Ingevolge het tweede lid wordt onder zelfstandige woonruimte als bedoeld in het eerste lid, onder c, verstaan een woonruimte welke een eigen toegang heeft en welke door een huishouden kan worden bewoond zonder dat dit daarbij afhankelijk is van wezenlijke voorzieningen buiten die woonruimte.
Ingevolge artikel 31 wordt een vergunning als bedoeld in artikel 30, eerste lid, verleend, tenzij het belang van het behoud of de samenstelling van de woonruimtevoorraad groter is dan het met het onttrekken aan de bestemming tot bewoning gediende belang en het belang van het behoud of de samenstelling van de woonruimtevoorraad niet door het stellen van voorwaarden en voorschriften voldoende kan worden gediend.
Ingevolge artikel 1 van de Regionale Huisvestingsverordening Stadsregio Arnhem Nijmegen 2013 (hierna: de Verordening) wordt in deze verordening onder ‘huishouden’ verstaan: een alleenstaande, of twee of meer personen die een gemeenschappelijke huishouding voeren of willen gaan voeren.
Ingevolge artikel 1, onder 1.2, aanhef en onder c, van de Appendix van de Verordening is het verboden zonder onttrekkingsvergunning een woonruimte van zelfstandige in onzelfstandige woonruimte om te zetten.
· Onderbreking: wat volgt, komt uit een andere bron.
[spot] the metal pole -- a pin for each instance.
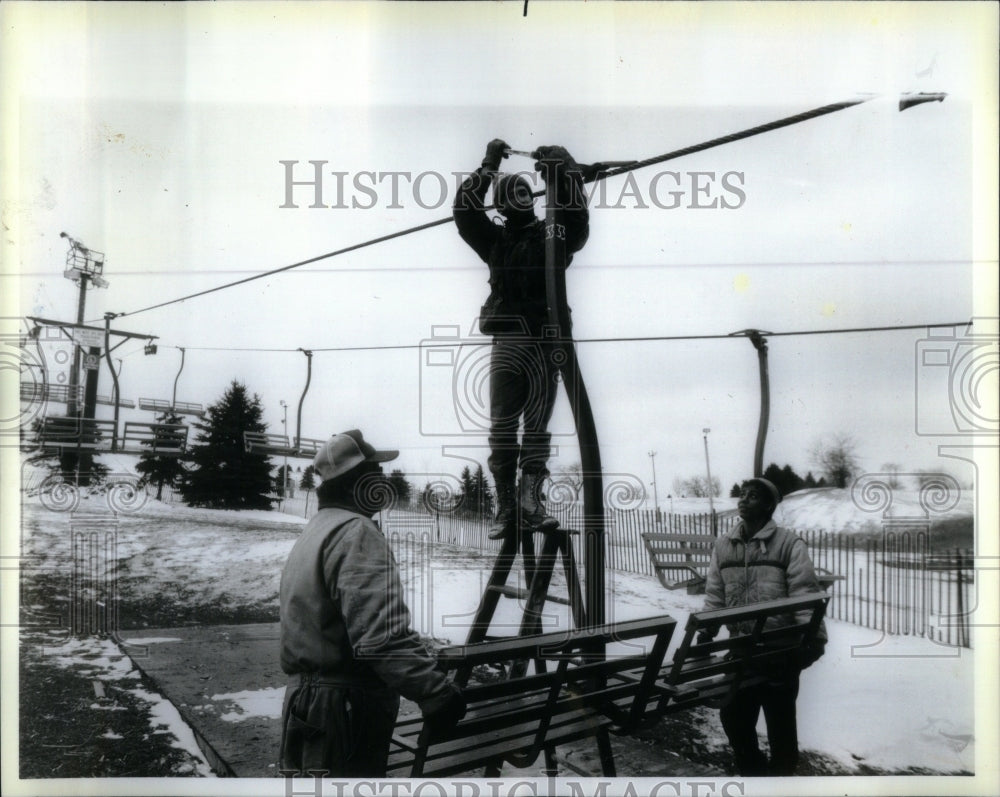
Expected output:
(302, 398)
(173, 401)
(708, 470)
(563, 352)
(656, 499)
(74, 375)
(114, 377)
Ingevolge artikel 2, onder 2.1, verlenen burgemeester en wethouders de vergunning, tenzij het belang van het behoud of de samenstelling van de woningvoorraad groter is dan het met het onttrekken gediende belang en het belang van het behoud of samenstelling van de woonruimtevoorraad niet door het stellen van voorwaarden en voorschriften kan worden gediend.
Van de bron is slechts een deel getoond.